Overpolicing should not be present on our campus
Police presence on campus makes students and community members feel unwelcome.
Police presence on campus makes students and community members feel unwelcome.
After the decision to simultaneously bring the Los Angeles Police Department to USC and close our campus to the surrounding community, President Carol Folt made the University a hostile place for many students, staff, faculty and community members. These decisions not only prevented students from speaking freely on campus through demonstrations but also cut off the surrounding community from a staple in their neighborhood, which created an even deeper divide between USC and the South Central community.
While overpolicing should be criticized wherever it happens, the overpolicing of USC’s campus is particularly heinous. Situated in South Central with a majority Black and Latine population surrounding the University, the unprecedented number of LAPD officers on campus made the surrounding area immeasurably more dangerous for residents of color, who are stopped, searched and arrested by LAPD far more than their white counterparts, according to a 2008 study by the American Civil Liberties Union of Southern California.
For Folt to bring LAPD to remove the encampment protesters in the name of campus safety was a complete farce. If Folt truly cared about “campus safety,” she would not have used police to escalate tensions on campus and brutalize students. She would have continued to meet with the encampment leaders including the Divest from Death Coalition and found collaborative solutions to her problems with the encampment.
For a school that strives to make its campus an ethnically and racially diverse place, this lack of care for students and community members was disappointing — but not shocking. Over the years, USC has continuously made decisions without consulting members of the South Central community, demonstrating that the University doesn’t care about how its actions affect the community around it.

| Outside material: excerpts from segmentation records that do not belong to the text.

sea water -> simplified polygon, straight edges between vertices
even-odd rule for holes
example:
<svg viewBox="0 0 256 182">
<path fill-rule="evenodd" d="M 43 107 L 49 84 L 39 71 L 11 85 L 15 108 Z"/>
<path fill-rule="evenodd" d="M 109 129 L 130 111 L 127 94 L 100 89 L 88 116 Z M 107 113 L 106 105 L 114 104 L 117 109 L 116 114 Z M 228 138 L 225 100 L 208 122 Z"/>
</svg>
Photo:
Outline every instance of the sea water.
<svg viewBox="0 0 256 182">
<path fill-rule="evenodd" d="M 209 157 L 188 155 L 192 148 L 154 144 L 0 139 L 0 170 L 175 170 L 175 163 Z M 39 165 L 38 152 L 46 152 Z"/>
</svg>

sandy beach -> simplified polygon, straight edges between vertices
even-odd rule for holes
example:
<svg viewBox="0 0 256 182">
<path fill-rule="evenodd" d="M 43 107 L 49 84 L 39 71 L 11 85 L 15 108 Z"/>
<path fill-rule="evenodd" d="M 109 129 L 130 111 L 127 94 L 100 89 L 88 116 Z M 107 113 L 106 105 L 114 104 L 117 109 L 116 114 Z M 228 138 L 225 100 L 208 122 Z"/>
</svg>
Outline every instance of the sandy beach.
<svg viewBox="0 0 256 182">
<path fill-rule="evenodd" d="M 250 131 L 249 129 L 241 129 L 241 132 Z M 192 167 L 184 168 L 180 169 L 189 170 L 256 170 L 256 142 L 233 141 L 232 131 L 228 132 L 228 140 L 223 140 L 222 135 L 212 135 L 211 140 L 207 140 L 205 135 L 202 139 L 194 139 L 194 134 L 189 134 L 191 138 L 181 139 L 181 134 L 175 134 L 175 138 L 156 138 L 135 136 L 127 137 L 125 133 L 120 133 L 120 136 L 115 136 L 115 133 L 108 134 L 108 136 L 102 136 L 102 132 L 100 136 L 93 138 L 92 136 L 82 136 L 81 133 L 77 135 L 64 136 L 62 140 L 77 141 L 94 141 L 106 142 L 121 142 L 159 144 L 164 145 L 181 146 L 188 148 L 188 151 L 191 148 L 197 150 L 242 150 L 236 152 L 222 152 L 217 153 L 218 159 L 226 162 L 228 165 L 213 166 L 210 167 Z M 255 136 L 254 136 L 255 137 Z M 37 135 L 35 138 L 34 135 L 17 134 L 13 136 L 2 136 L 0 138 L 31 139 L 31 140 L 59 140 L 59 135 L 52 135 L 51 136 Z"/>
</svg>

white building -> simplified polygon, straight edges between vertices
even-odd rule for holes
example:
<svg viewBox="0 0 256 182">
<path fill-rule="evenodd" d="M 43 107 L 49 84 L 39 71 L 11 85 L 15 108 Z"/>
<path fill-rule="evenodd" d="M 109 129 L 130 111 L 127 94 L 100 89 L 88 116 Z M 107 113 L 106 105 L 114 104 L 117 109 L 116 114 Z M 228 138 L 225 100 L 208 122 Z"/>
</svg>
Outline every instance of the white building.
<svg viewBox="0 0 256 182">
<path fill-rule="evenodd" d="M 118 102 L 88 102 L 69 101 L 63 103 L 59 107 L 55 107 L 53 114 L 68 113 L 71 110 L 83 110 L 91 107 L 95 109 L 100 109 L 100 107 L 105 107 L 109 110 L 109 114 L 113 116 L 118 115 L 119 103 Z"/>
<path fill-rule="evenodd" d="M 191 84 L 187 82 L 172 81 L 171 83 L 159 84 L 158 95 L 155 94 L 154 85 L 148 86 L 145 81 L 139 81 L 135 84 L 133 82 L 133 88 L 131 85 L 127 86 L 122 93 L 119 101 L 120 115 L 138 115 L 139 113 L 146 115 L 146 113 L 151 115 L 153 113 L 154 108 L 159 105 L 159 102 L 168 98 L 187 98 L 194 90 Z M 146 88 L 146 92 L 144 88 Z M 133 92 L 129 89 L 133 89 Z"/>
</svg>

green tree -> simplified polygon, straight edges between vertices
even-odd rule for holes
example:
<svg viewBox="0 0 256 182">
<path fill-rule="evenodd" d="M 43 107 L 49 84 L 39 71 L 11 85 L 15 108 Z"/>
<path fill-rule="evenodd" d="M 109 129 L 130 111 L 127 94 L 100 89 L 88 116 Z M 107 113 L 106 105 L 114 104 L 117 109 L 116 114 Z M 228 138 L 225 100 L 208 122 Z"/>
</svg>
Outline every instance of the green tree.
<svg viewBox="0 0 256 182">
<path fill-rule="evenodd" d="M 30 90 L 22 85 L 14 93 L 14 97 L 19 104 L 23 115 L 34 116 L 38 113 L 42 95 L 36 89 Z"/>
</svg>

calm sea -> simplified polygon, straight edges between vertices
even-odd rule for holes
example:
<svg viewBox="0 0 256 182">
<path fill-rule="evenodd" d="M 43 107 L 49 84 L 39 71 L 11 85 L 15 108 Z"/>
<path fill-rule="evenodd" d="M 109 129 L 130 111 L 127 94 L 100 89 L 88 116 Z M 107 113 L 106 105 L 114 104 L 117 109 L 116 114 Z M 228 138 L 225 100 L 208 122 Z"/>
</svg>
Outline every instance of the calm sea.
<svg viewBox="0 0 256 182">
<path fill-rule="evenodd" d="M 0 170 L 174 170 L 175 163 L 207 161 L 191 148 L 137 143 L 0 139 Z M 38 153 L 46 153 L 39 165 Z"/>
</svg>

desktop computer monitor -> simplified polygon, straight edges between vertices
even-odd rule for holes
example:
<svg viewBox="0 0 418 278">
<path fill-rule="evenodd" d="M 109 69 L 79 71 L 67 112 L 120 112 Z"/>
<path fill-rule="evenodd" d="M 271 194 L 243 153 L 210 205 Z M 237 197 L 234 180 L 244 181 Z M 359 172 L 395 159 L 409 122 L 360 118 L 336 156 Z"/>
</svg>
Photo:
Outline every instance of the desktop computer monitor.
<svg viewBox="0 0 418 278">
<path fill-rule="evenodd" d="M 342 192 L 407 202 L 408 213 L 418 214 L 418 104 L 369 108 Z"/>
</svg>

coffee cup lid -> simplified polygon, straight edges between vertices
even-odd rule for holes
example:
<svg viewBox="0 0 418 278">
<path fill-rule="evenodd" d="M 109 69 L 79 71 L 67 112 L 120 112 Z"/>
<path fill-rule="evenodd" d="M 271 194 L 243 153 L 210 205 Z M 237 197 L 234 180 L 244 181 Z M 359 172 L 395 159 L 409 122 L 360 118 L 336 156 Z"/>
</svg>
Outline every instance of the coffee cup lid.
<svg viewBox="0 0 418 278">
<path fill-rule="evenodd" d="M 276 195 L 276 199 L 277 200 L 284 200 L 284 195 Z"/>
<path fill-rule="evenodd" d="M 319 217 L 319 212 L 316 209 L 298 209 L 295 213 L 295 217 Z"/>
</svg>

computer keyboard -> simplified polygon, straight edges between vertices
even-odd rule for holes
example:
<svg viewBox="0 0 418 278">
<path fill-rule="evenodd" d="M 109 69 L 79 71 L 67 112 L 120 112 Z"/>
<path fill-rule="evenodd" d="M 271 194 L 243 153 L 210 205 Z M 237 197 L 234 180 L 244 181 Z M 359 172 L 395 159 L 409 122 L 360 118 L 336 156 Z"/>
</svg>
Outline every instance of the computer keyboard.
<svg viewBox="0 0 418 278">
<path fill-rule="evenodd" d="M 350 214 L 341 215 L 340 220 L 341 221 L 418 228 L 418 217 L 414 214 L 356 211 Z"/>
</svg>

One of the biggest examples of this was the choice to overhaul USC Village and turn a place once full of local businesses into student housing. USC Village formerly consisted of locally owned and affordable businesses which were replaced by more expensive counterparts such as Target and Trader Joe’s.
The overpolicing over the past few weeks has made underrepresented groups, and especially Black and undocumented students, feel wary about coming to campus. A Tulane University study conducted using public school students from New Orleans during the 2018-19 school year found that the majority of Black students do not feel safer with police presence. For undocumented students, they fear that run-ins with police can lead to surprise deportation. Forty-eight percent of Black Americans do not trust police to treat Black and white people equally, according to a 2020 PBS NewsHour-NPR-Marist poll.
USC students of color are no strangers to the brutality and harm that police perpetrate against people of color, so to subject them to unnecessary encounters with police on their own campus is just plain cruel. These communities are often the targets of state violence at the hands of police. Folt’s unnecessary show of force has made campus an unsafe place for students of color and undocumented students and completely ostracized them from campus facilities and campus life during what should be a time of celebration.
Instead, this graduation season has become a time of anxiety, with many students feeling unwelcome on the campus that they have called home for four years. DPS officers scanning student IDs for access to campus and searching backpacks upon entry conjure up images of Transportation Security Administration lines at airports — which is not something that is usually associated with the end of a school year. With these extra security checkpoints, some USC students, staff and faculty experienced racial profiling, with several Black Faculty in Residence being denied entry while a white faculty member was allowed in.
From helicopters constantly flying overhead during my German final exam to long lines waiting to get to campus, these things compromised my ability to learn far more than any protest ever did. I can confidently, and without reservation, say that the pro-Palestinian encampment and protests on campus posed significantly less risk and distraction to me than the LAPD.
With that, I hope — no, I implore — Folt and any future University president to not choose to bring police onto campus in response to peaceful student protests. This egregious show of force in the name of public safety did not make USC safer and instead put the most vulnerable of our students, staff, faculty and surrounding community at risk. USC must do better.